Kiliwani has experienced ‘persistent ‘ delays at getting the well remediated due to lack of oilfield services in country but a slick line unit has been identified in country and work on the well continues. Kiliwani ‘remains a key area of focus’ for the company as I have described before as the licence runs to 2036, has no commitments and has a GSA in place so Aminex have been historically paid for their gas.
The Nguni impairment is a common sense decision, work continues at Songo Songo but success in the deeper water areas would require LNG which is way too big a ticket for Aminex to write. Aminex has cash from the year end, $1.86m plus the $2.4m placing in February, the farm-out payment due of $5m on closure and also the $3m receivable from th3 TPDC which should be honoured.
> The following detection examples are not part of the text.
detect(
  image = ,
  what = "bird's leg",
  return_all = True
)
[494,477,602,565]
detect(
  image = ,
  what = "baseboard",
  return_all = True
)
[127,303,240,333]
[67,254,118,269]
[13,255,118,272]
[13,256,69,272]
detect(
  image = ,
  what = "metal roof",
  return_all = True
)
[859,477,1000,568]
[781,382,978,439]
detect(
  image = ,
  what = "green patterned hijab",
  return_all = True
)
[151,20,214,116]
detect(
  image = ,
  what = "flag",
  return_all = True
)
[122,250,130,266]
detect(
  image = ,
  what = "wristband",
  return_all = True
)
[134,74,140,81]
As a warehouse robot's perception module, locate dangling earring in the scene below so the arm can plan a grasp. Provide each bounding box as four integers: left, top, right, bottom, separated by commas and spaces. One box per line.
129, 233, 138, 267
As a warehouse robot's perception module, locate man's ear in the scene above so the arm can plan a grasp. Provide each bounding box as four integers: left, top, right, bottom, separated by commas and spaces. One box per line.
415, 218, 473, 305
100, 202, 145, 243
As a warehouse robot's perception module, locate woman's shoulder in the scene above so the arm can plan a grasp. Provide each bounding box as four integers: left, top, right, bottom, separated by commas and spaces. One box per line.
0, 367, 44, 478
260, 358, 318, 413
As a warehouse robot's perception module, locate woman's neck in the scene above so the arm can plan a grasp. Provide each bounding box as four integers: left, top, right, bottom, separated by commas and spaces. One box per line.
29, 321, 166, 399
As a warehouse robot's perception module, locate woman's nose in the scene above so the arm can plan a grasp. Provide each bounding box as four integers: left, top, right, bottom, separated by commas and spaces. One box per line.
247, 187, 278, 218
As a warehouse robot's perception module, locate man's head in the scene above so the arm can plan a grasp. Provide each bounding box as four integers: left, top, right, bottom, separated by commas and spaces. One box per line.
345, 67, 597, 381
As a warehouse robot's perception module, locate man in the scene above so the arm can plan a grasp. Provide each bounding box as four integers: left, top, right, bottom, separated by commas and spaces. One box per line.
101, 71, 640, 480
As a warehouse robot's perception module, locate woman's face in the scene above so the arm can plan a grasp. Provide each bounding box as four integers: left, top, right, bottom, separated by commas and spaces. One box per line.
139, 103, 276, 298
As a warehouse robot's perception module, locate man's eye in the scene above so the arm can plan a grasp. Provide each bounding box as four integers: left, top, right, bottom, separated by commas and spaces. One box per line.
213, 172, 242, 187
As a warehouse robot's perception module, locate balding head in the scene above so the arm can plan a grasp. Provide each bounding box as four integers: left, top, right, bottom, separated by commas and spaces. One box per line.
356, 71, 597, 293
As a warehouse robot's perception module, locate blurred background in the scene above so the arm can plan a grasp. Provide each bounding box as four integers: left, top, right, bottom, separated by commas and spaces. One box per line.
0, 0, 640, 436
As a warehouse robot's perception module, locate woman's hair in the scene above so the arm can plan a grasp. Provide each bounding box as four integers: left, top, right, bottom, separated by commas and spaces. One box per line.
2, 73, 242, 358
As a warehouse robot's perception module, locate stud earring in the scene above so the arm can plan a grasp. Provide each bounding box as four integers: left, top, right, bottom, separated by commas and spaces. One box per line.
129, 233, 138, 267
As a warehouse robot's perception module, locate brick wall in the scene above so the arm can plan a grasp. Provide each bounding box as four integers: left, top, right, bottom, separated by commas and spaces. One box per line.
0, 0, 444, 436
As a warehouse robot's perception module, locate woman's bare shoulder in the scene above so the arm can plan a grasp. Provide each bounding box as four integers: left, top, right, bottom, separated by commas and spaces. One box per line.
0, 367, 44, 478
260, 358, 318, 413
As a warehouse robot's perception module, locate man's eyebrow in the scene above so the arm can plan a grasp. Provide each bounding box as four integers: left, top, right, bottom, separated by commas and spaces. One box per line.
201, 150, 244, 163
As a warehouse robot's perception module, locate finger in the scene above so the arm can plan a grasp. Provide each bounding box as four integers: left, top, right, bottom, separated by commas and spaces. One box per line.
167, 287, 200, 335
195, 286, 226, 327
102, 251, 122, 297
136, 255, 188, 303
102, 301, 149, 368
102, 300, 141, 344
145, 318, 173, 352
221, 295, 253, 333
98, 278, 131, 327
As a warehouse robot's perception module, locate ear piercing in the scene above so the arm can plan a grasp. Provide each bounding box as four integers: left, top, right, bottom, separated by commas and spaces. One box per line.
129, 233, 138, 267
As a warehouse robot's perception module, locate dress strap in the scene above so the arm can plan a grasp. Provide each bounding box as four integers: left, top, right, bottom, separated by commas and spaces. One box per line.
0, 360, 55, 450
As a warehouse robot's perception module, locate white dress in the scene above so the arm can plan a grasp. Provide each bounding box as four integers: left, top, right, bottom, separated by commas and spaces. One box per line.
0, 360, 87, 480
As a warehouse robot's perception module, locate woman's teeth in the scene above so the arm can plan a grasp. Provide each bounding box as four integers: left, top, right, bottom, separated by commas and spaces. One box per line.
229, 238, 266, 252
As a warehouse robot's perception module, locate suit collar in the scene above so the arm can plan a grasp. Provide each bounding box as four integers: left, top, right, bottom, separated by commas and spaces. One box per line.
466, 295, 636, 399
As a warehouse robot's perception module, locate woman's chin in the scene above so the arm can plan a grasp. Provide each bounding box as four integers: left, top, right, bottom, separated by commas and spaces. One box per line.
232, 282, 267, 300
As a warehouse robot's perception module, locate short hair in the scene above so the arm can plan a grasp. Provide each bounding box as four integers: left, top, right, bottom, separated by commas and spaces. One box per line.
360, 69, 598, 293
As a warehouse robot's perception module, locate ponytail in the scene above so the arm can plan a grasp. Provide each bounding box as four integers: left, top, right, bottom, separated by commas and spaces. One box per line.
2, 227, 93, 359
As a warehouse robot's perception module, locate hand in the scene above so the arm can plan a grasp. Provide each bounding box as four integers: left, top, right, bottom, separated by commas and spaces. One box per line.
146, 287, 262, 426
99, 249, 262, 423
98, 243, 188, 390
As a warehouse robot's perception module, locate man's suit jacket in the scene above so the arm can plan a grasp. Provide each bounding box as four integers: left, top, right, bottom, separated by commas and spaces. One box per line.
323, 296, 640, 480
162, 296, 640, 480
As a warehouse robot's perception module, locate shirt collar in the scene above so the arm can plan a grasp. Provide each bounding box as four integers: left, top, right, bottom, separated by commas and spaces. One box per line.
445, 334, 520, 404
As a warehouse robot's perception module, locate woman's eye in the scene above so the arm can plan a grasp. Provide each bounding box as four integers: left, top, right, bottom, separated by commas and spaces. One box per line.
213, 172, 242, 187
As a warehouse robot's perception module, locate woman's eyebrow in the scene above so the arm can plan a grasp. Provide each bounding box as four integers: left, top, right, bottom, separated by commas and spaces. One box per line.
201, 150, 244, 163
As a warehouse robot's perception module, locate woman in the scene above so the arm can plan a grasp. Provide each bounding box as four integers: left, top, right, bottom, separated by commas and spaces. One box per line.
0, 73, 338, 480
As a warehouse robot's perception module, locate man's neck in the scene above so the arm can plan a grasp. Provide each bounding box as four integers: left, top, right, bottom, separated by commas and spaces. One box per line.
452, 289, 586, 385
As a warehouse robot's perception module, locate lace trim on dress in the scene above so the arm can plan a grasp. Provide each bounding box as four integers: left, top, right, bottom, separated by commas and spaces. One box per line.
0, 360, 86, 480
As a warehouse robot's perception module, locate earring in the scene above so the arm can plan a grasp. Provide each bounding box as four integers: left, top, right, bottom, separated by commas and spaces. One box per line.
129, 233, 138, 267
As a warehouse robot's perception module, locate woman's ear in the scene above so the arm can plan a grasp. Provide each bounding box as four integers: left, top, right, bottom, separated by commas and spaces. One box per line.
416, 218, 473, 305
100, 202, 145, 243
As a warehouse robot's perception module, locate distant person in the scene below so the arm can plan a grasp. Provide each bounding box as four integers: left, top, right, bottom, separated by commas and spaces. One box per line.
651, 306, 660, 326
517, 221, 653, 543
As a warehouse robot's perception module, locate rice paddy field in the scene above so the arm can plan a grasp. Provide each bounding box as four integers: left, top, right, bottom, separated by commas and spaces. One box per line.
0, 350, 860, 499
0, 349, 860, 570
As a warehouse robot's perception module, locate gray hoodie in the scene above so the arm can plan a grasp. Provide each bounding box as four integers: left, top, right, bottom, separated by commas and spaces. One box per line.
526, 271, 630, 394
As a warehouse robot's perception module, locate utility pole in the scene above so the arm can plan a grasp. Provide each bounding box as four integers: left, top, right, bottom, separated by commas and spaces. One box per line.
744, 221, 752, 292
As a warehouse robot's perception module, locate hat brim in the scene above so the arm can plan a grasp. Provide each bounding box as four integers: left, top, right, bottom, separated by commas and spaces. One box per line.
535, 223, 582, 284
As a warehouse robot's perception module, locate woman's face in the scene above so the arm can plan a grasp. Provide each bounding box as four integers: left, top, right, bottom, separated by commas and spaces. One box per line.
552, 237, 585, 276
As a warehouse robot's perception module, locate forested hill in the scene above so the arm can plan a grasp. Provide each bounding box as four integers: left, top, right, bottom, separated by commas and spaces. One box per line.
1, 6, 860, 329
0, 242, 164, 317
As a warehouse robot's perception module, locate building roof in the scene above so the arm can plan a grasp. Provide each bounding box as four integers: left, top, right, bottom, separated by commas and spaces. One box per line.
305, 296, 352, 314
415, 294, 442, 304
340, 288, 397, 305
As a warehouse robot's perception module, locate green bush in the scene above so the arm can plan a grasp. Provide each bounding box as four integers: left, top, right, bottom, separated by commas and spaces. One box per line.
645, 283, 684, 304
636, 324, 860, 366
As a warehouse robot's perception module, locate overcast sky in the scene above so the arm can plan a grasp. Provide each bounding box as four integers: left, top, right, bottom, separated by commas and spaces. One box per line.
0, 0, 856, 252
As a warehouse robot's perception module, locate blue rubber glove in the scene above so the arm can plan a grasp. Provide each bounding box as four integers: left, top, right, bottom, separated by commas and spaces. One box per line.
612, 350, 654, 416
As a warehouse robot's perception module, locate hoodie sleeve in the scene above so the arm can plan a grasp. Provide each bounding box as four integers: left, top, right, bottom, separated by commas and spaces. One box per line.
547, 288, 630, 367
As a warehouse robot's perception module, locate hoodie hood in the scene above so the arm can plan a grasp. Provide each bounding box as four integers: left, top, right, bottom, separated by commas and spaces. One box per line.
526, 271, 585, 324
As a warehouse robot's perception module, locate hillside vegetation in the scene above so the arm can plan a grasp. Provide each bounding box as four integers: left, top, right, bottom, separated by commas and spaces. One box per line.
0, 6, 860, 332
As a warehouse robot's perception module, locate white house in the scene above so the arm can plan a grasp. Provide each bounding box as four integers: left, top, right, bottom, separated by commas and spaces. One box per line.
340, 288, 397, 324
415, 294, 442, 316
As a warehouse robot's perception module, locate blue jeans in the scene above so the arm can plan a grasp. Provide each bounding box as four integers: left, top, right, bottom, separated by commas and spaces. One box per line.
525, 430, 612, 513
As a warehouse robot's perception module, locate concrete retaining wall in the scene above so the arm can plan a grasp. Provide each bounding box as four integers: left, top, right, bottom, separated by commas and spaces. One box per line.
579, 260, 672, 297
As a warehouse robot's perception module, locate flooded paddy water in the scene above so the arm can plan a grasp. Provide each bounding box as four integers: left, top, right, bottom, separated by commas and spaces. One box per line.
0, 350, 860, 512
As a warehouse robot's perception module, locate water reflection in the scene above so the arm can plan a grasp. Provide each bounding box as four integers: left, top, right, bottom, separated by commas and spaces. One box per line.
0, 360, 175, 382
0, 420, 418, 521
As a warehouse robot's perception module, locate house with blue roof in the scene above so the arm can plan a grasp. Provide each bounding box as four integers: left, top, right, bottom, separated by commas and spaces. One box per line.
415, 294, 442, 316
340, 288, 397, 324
Aminex are acutely award of the support they have received from the cornerstone investor and their efforts on the farm-in are accelerating the process. The company have continued to cut overheads and, like shareholders share the pain of the low valuation of the assets. The comment regarding diversification of the portfolio certainly hit home with me, like Solo they need to expand outside of Tanzania to make those assets less of the total whilst gearing up the M&A will present opportunities to make transactions.
I have had a lot of inbound about Aminex in recent months and it would have been easy to have bottled out and closed the bucket list position. With John Bell installed as Chairman I am happy to give the company the benefit of the doubt and notice that directors have been buying the shares in the market.
Genel has announced that the GLA does not reflect commercial realities of the proposed development and accordingly agreed to let it lapse on 30th April 2019. They will focus on negotiating updated commercial terms for that and Miran which expireS on 31 May 2019.
Figures from Predator this morning are dutifully meaningless but do confirm how far in the right direction this company has moved under Paul Griffiths’ watch and any of the three potential growth areas could get the company going.
A handy portfolio of assets has been accumulated in Trinidad, Ireland and Morocco with the former showing potential for CO2 EOR and the latter for developing gas in this highly mature market.